Well, now I'm on a major tangent. I'm thinking about running in heaven where my knees never hurt, the weather is perfect, my breathing is easy, (no pollen in the air), and there is a spring in my step that says "speed up if you want to." Of course, everyone else in heaven will be able to run just as well...so how could you have a race? I guess we'd all just run for the fun of it. I had to wonder...when was the last time I ran, "just for the fun of it?" Most of my running is so I can lose weight, get faster, win races. I had forgotten about the fun.

I wonder how many other things in life I do in "competition mode." I compete or compare myself to others...not as fast as her, doing better than him, etc. etc. etc. Sometimes I even compare with myself...I'm not as fast as I once was, or as young as I was or whatever. That's what takes the fun out of running and it takes the fun out of living. I can temporarily make myself feel better about myself by finding fault, or I can make myself feel worse about my self by seeing how others are "better than me". Either way, my focus is off and the race becomes a struggle. It is almost as if I pick the other person up and carry them along with me as I run. Trust me, I am plenty slow enough as it is...I really don't need to be carrying any extra weight to slow me down even more.

That's the problem with comparison. As long as I concentrate on doing what God has called me to do, I am just fine. I can grow and become what I am supposed to be...it's when I start comparing myself with others and what they can do that I have problems. When I try to keep up with someone else and run their race, I struggle and I lose my joy. What I am doing becomes stressful, tiring, and fruitless. However, when I am able to look to the One who has called me to "run", then the stress falls away and joy takes its place. I run MY race, taking each day as it comes. Living can actually become "fun" again. It becomes an adventure.

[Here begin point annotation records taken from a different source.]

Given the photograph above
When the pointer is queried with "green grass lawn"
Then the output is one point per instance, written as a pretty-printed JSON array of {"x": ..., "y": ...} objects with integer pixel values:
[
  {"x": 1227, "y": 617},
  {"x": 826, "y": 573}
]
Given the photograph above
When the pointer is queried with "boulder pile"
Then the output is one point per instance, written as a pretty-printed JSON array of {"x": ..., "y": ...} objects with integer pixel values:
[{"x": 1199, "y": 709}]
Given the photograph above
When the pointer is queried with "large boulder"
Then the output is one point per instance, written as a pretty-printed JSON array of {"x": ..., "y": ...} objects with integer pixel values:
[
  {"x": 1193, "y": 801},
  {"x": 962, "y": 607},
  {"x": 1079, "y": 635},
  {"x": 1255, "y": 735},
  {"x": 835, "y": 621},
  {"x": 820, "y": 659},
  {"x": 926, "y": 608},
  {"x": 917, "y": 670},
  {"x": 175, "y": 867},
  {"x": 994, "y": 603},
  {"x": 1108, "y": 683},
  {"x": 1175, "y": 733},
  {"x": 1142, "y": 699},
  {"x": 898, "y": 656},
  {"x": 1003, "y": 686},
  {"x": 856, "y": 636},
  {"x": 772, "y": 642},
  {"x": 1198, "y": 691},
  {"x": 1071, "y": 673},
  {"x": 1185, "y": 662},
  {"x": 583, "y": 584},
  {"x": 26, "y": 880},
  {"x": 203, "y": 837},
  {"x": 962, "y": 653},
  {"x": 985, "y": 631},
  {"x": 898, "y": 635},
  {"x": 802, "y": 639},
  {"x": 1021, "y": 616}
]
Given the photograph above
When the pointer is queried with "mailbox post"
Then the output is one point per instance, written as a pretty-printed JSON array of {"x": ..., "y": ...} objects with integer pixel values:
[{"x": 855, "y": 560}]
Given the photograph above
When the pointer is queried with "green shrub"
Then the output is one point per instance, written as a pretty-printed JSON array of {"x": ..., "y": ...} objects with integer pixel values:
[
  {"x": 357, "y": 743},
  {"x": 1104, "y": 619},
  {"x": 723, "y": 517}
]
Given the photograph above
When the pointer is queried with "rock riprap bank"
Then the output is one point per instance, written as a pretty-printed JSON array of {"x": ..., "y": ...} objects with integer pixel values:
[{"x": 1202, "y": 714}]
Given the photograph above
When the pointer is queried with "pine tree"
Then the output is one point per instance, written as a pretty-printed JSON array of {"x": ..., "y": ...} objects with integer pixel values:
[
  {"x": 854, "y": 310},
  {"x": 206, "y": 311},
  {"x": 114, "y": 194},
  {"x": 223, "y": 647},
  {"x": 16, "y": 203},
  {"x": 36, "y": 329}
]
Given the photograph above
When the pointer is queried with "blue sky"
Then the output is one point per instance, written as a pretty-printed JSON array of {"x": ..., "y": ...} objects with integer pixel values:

So back to running in heaven. In heaven I guess we won't run to see who can win, but we'll run for fun. Even if I am "racing" with someone else, it won't be so much competition as camaraderie. I have to wonder, why wait? Why not shift my focus now and start enjoying the "run?" Look at the beauty around me, feel my heart pump, or delight in the sweat that lets me know I am alive. I can enjoy the race with others simply because we are running together. My race is not their race...and theirs is not mine. The "Human Race" isn't really a "race" to see who wins....it's a run we can make together, encouraging each other and enjoying each step of the way.

I don't want to wait till I get to heaven to enjoy the "run". We are surrounded by all those who have "run" before us. They blazed the trail and now they are cheering us on. It's time to lay aside the extra weight that so easily attaches itself to us (when we compare ourselves to others) and run the race that God has planned for us. (Reference Hebrews 12:1) This is our time to run. Let's enjoy the adventure on the way.

1 comment:

Happy Feet 26.2 said...

Super! I am constantly reminding myself to "enjoy it" and I truly do, I love life and LOVE my running, but I do have the huge part of me that I always compare to my last race. For me, I am not really competitive with others, but myself. I know with age and time I am near the end of my prs and I wonder, what will running be like for me when I no longer have the ability to pr. Will I still find the same love for it? Not sure, but I hope I am still at it, long after the pr's have passed me by. So thankful for my health.